June 13, 2007

What pension liability...?

LAAG does not like the sound of this. On the one hand we like the Texas legislature saying the public coffers are not "guaranteed" to be paid to secure health benefits to public workers (just like in the private sector there are no guarantees of anything). How ever it looks like states are taking their cue from the feds: just fix the accounting so that no deficit has to be disclosed to the public! PERFECT! Why didn't we think of this before? If we don't show the liability on the books it does not exist right? This is the way public officials and politicians actually think. Maybe they will let all the private citizens that support these public workers do the same "creative accounting" on their taxes. Somehow I don't think that will happen. Unbelievable.


Daniel Weintraub: Moving past denial on retiree health care liability
By Daniel Weintraub -

Published June 12, 2007
Story appeared in EDITORIALS section, Page B7
http://www.sacbee.com/110/story/217072.html

There has been a lot of gloom and doom lately as California's state and local governments have begun to come to grips with the massive unfunded liability they face for health benefits they have promised to retired public employees.

But it could be worse. They could be downplaying the problem and telling the obscure private board that sent them into this scramble to buzz off.

That's what at least two states -- Texas and Connecticut -- appear to be doing. And the rebellion might be spreading. But not to California, so far.

And that's at least a glimmer of good news in an otherwise depressing story.

The Government Accounting Standards Board set all of this in motion when it ruled that state and local governments should tally up how much they owe for retirement benefits and then disclose that number publicly as part of their official balance sheets.

But not everyone is going along.

Texas made national headlines last month when its Legislature passed a bill that declared the Lone Star State independent of the accounting board on this issue. Since Texas does not have public employee unions or union contracts, state officials contend that the health benefits they pay to retirees are not guaranteed. The Legislature, in theory, approves them every two years with the budget and could revoke them at any time.

As a result, the state's comptroller, Susan Combs, has argued that it would be wrong to disclose a long-term liability and worse to set aside money to pay for it, since, in her view, no obligation exists.

She may be on firm legal ground. Some local governments in California are considering the same issue. They are not turning it into a protest against the accounting standard or the board itself, as some in Texas seem to want to do. They're just saying that if they don't guarantee the benefits, then the taxpayers are not liable for those benefits into the future. That makes some sense.

Combs wants to create a separate accounting mechanism to measure and report what the liability would be if Texas continued to pay health benefits to retirees as it does today. That number is expected to be about $50 billion over the next 50 years.

Connecticut's challenge to the standards is both more subtle, and more troubling. That state does have a true, legal liability. It just does not want to admit it.

Connecticut's Legislature is considering a bill that would authorize its comptroller to simply ignore the accounting board's rules -- all of them -- and come up with her own instead.

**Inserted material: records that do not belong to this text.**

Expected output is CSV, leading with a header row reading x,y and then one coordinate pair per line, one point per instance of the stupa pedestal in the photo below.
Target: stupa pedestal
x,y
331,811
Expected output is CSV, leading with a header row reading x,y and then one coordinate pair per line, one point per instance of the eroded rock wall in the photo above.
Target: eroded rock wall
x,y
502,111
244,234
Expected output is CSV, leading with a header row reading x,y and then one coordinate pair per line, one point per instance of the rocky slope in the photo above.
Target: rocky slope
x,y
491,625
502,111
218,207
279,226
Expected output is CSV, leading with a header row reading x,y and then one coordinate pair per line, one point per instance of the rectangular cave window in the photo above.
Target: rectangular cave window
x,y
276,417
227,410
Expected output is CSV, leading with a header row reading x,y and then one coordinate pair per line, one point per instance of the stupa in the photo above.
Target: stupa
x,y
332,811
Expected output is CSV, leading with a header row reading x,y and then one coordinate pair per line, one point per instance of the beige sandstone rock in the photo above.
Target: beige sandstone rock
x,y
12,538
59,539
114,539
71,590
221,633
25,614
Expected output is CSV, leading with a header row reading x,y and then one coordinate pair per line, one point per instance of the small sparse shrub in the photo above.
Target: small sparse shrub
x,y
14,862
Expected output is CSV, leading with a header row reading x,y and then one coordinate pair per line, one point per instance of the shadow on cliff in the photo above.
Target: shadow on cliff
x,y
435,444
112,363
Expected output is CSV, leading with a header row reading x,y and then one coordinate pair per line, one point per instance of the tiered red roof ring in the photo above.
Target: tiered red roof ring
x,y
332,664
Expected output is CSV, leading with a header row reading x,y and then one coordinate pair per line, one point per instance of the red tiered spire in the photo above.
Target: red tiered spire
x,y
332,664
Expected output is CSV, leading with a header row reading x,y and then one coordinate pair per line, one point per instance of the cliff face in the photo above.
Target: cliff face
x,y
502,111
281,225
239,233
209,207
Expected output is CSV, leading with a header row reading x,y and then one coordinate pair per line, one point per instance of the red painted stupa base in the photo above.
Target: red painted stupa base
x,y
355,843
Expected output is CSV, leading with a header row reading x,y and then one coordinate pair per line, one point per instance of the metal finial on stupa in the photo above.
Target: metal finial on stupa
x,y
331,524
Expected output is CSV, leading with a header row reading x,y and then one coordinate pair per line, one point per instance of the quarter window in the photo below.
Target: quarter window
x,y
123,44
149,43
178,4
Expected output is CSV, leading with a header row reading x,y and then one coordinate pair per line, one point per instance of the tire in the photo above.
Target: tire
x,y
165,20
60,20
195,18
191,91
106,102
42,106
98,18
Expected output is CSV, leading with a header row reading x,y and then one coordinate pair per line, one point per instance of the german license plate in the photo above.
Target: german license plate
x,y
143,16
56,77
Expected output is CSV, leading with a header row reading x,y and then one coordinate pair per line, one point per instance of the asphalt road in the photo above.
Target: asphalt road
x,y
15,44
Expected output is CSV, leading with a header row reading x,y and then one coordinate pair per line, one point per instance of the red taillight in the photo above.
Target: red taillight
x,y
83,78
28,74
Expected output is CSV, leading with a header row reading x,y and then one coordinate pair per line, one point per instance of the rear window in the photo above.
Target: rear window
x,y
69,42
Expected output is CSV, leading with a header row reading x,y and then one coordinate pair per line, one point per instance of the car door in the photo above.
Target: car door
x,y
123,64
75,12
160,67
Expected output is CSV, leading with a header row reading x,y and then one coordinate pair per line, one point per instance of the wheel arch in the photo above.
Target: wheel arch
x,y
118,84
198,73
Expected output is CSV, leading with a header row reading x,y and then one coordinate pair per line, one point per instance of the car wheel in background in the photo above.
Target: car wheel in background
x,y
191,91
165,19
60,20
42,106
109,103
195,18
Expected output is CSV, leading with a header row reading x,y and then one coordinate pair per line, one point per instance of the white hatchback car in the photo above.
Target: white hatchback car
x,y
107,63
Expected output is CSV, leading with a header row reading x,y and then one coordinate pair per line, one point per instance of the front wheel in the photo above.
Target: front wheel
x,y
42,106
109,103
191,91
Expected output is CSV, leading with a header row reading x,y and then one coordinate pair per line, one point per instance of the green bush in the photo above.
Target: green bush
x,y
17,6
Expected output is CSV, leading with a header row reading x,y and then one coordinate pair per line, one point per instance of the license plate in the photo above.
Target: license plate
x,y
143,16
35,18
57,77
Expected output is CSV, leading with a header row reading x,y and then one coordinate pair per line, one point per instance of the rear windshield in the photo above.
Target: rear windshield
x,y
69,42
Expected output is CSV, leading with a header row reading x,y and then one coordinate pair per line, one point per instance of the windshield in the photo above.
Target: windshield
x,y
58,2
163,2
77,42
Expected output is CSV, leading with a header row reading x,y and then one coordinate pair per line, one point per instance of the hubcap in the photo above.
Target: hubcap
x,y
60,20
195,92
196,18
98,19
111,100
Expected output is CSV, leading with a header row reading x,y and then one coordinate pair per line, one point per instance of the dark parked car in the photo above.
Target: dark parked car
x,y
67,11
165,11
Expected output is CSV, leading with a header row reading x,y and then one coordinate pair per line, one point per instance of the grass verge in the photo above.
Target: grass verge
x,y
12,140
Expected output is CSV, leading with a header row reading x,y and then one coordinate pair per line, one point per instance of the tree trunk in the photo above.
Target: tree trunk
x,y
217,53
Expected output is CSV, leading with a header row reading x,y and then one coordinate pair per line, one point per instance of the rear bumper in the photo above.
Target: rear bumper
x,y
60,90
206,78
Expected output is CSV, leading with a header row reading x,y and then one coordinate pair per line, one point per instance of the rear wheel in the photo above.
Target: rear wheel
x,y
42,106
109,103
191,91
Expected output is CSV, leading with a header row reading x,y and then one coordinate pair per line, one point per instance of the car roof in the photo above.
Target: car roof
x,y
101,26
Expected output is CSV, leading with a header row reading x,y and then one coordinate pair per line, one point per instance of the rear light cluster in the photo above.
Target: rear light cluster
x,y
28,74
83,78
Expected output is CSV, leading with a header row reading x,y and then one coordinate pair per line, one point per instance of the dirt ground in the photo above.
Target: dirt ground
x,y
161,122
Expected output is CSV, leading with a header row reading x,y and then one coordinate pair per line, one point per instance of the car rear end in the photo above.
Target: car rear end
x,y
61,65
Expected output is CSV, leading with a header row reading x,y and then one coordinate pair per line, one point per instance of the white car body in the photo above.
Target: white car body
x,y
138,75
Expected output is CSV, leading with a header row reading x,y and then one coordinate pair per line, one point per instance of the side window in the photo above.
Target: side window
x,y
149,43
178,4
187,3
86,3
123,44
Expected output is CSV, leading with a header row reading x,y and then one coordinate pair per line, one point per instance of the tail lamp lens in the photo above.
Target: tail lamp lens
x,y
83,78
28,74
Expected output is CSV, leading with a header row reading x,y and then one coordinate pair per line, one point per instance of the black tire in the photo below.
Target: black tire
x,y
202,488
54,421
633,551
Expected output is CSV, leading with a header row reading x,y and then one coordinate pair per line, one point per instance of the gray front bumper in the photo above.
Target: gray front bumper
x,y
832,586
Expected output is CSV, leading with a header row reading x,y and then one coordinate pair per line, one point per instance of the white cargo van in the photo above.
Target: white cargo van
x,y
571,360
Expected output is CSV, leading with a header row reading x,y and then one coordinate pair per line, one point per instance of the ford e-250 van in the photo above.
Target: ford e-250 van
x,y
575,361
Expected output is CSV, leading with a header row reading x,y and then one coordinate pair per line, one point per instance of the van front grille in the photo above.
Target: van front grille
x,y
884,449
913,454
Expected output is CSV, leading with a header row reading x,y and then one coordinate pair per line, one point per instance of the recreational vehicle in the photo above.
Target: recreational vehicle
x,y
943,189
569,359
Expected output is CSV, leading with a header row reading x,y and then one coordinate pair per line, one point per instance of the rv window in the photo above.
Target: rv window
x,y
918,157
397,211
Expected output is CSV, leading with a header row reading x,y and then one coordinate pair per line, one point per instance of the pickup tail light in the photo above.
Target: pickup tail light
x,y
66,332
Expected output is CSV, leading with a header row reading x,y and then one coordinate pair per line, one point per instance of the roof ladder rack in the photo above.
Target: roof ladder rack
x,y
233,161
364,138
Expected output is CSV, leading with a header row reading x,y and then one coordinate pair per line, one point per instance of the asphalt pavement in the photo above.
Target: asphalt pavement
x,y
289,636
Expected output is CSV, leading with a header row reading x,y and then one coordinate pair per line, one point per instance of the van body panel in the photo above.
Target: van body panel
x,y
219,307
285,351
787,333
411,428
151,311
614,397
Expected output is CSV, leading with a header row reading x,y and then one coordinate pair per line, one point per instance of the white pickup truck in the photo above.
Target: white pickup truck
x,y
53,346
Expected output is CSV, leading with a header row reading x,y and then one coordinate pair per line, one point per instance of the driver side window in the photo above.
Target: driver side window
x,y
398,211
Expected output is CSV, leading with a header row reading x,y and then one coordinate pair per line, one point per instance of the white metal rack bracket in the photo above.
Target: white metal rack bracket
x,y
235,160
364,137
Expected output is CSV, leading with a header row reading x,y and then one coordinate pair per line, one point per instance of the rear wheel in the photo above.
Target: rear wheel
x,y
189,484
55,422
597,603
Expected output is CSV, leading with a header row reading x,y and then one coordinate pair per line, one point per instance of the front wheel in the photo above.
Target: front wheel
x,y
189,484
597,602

Comptroller Nancy S. Wyman has suggested that Connecticut set aside $100 million from a surplus in this year's budget and 10 percent of any future surpluses. Those actions, she said, would help reduce the state's projected liability of $21 billion. But she says that trying to do more would risk a backlash from legislators and the public that might result in even less progress.

"I'm trying to get this state back onto the right accounting principles and to do its accounting and budgeting in the right way, and the only way I can do that is by this piece of legislation," Wyman told the New York Times.

If that's the case, ignoring widely accepted accounting standards is a strange way to go about it.

In nearby Suffolk County, N.Y., the comptroller was even more blunt -- and more ignorant.

"All of a sudden we have to project 25 to 30 years down the road," County Comptroller Joseph Sawicki Jr. told Newsday. "It's ludicrous. ... It's another bureaucratic mandate coming from the federal government, which is costing every municipality money to hire these consultants to evaluate our costs down the road."

Actually, it's not a federal government mandate. The Government Accounting Standards Board is a private, nonprofit organization, and its standards are voluntary. Its purpose is to make government accounting at least as transparent as corporate accounting, to give the public and investors more insight into public agencies' assets and their liabilities.

Fortunately, the kind of pushback the standards are getting elsewhere hasn't been happening in California. State Controller John Chiang hired an actuary a year early to determine what the state's liability will be. His answer: $48 billion.

Gov. Arnold Schwarzenegger and the legislative leaders, meanwhile, have appointed a commission to study the problem and recommend ways for the state and local governments to deal with it, either by setting money aside or by reducing benefits, or both.

And CalPERS, the state pension agency, has established an investment fund to which the state and local governments can contribute and (it is hoped) see their money grow over time, paying for retiree health benefits the same way that pensions have been financed for years.

Getting on top of this issue is not going to be easy. There may be more resistance once the government is forced to actually put some money away rather than only talking about doing so. But California is at least not in complete denial. And that's better than some other places are doing.